I tried non monogamy because my woman wanted a girlfriend and got dumped in less than a year. The most painful part is that I instinctively knew how it would end, even the timeline I suspected was pretty much correct. Yet I agreed because I loved her and doubted that maybe I'm just being pessimistic. We also lived together and I was a father figure to her child more so than the kid's bio dad. I didn't want to lose my family. We had issues in the relationship considering intimacy. I kind of suspected that she is just gay and she did say multiple times that she wants feminine touch.
Last spring we agreed to try and she chatted with women on apps and went on a date even. I had the apps too but in all honesty I was not interested in meeting anyone. It was nice ego boost to get likes but that's it.
Then last summer her and a woman from her friend group got more intimate and in a few weeks time their relationship became romantic. It was tough for me but I managed as temporarily me and my partner's relationship seemed going well too. Ehich is also something I anticipated to happen initially. Then over the course of next months she started missing her new partner more and more and by winter she was spending every weekend at her place. And being mentally absent when at home.
It's been a little over 2 months after we moved apart and a bit longer than that when she said she wants us to be only friends for now.
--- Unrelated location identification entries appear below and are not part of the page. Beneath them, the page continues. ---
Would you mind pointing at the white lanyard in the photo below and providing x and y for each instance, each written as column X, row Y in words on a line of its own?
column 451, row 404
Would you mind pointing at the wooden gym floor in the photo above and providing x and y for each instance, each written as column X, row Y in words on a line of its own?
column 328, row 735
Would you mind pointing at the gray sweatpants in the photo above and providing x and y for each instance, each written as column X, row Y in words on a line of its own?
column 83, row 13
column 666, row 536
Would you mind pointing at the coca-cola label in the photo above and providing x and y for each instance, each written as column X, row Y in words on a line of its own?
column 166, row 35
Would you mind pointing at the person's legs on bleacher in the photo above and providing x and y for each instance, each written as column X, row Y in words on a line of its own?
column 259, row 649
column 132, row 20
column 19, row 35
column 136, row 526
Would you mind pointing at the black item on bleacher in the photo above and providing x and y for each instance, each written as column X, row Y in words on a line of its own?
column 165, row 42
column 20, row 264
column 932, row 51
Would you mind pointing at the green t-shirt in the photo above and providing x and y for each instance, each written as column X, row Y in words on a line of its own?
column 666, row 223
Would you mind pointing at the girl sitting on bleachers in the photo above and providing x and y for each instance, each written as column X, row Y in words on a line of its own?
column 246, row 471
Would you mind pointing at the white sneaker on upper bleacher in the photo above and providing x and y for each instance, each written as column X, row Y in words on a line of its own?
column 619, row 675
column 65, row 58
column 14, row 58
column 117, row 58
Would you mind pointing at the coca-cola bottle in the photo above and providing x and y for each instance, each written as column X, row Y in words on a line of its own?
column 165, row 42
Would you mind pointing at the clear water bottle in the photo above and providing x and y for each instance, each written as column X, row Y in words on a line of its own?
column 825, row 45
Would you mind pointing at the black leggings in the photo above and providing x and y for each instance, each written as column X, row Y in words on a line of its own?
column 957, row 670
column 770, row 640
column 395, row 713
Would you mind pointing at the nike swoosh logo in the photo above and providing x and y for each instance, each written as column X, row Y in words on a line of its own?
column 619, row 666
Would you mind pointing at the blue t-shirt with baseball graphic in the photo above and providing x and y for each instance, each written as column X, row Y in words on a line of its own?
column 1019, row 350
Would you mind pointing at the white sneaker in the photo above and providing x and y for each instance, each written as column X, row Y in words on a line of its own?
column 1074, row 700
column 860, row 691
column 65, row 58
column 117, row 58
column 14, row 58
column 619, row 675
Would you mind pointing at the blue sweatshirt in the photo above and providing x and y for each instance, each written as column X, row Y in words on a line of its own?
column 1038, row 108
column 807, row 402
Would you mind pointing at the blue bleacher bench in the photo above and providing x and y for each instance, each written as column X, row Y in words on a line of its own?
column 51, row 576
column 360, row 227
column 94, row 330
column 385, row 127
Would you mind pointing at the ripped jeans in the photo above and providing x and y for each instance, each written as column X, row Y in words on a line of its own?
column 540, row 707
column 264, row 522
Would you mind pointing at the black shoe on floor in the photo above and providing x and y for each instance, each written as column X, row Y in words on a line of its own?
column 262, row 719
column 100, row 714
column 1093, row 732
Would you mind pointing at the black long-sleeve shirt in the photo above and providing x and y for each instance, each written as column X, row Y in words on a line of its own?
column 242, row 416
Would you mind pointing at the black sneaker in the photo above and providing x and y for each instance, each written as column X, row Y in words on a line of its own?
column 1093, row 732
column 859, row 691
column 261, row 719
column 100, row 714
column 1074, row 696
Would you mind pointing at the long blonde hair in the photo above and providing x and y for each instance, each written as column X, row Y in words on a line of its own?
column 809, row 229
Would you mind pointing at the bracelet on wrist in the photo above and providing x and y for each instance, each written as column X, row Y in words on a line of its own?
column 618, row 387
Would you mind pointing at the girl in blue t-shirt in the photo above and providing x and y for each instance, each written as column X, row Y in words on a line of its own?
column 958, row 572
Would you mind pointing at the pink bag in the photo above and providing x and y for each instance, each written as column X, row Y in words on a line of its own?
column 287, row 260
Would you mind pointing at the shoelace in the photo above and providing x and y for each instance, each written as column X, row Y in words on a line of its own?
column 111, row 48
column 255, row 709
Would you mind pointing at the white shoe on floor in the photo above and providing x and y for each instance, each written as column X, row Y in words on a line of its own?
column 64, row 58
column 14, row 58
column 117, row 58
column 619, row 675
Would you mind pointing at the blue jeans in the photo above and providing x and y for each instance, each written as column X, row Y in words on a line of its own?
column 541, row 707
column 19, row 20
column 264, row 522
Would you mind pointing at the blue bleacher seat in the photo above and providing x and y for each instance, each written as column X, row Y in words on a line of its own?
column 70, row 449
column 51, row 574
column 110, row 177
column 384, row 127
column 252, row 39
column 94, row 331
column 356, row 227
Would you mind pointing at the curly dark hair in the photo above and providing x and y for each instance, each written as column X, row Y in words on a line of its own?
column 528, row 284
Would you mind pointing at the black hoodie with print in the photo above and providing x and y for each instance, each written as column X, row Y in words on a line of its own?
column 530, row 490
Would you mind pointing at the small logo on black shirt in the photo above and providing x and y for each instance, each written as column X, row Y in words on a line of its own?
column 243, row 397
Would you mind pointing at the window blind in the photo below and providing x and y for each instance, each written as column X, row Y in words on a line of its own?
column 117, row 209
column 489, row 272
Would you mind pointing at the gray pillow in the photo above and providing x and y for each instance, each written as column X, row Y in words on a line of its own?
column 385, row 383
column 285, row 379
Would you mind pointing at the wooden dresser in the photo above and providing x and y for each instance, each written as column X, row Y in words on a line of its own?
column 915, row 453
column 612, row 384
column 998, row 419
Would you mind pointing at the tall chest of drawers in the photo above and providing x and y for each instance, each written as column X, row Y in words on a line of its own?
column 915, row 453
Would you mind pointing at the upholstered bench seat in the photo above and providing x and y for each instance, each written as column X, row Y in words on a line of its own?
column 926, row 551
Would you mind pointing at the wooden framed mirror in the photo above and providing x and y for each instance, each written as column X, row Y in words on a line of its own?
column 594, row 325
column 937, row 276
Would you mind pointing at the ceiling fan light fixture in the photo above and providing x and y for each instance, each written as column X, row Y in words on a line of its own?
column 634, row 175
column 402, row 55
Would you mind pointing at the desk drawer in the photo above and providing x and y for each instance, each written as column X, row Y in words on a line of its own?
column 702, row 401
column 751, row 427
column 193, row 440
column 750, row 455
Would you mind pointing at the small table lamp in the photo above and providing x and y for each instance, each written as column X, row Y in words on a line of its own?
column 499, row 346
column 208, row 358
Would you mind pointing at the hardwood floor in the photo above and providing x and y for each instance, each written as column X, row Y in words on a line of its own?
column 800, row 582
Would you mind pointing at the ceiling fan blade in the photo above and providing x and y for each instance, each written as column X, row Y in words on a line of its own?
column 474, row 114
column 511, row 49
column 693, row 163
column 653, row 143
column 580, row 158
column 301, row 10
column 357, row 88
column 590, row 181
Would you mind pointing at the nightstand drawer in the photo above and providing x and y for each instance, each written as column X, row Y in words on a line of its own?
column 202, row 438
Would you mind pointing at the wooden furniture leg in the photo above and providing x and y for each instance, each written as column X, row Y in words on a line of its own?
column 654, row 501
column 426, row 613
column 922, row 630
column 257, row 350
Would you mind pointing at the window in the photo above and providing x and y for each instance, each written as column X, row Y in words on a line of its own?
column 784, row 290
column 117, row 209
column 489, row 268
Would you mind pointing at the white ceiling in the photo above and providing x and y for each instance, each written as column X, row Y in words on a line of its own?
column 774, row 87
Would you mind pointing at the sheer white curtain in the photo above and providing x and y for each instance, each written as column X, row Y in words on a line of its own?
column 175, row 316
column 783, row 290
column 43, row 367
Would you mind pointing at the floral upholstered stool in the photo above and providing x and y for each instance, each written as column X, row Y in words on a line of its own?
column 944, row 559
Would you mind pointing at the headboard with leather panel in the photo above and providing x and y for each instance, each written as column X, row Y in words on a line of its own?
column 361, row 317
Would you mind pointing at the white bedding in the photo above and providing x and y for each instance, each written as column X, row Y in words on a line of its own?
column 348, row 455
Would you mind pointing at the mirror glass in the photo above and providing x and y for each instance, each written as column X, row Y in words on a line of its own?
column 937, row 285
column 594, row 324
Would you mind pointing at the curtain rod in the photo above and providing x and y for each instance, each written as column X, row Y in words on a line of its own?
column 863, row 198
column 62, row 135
She even admitted that I was correct with my hunch on how things would go.
The full magnitude of this tourmenting months long break up is finally now starting to hit me. I am disappointed in myself for not listening to my intuition and leaving her the second she proposed non monogamy. I know this pain has lessons in it that I need to learn.. to not put my happiness and needs aside in order to keep someone. But man this sucks right now!
I can't even cut contact because I am still present in her kid's life. Seeing her glowing and thriving is painful. It really seems that she is over me. She did say a couple times she misses chatting nonsense with me.. called me even only to talk although it turned out it was because her partner was with her other partner and her best friend wasn't available. So that kinda left mildly bad taste.. being kinda the spare option again. I think she genuinelly wants to be friends but I'm not there yet.
I have kept our communication strictly about our kid or about sharing our car etc. mandatory things because I'm not over her emotionally and don't want to feed deeper connection because I know she can't give me what I still currently desire of the connection.
On a higher level of conciousness I am honestly happy for her. I can acknowledge the fact that we weren't as compatible as she and her new partner are. On a logical level I know there are more compatible options out there for me as well. But right now I am miserable and crushed.
I feel honestly that my ex was just too afraid to ends things with me and pursue dating women. And I was too afraid to lose her so I agreed to toss my own needs aside.
This experience made me realize that poly truly is not for me. I am wired to love one person romantically at a time and I expect to get the full bread instead of breadcrumbs in return.
I made the decision to date myself now. I've been too focused on romantic relationships my whole twenties and after this one I'm really done running after women. The right one will come if it is bound to happen when I focus on myself.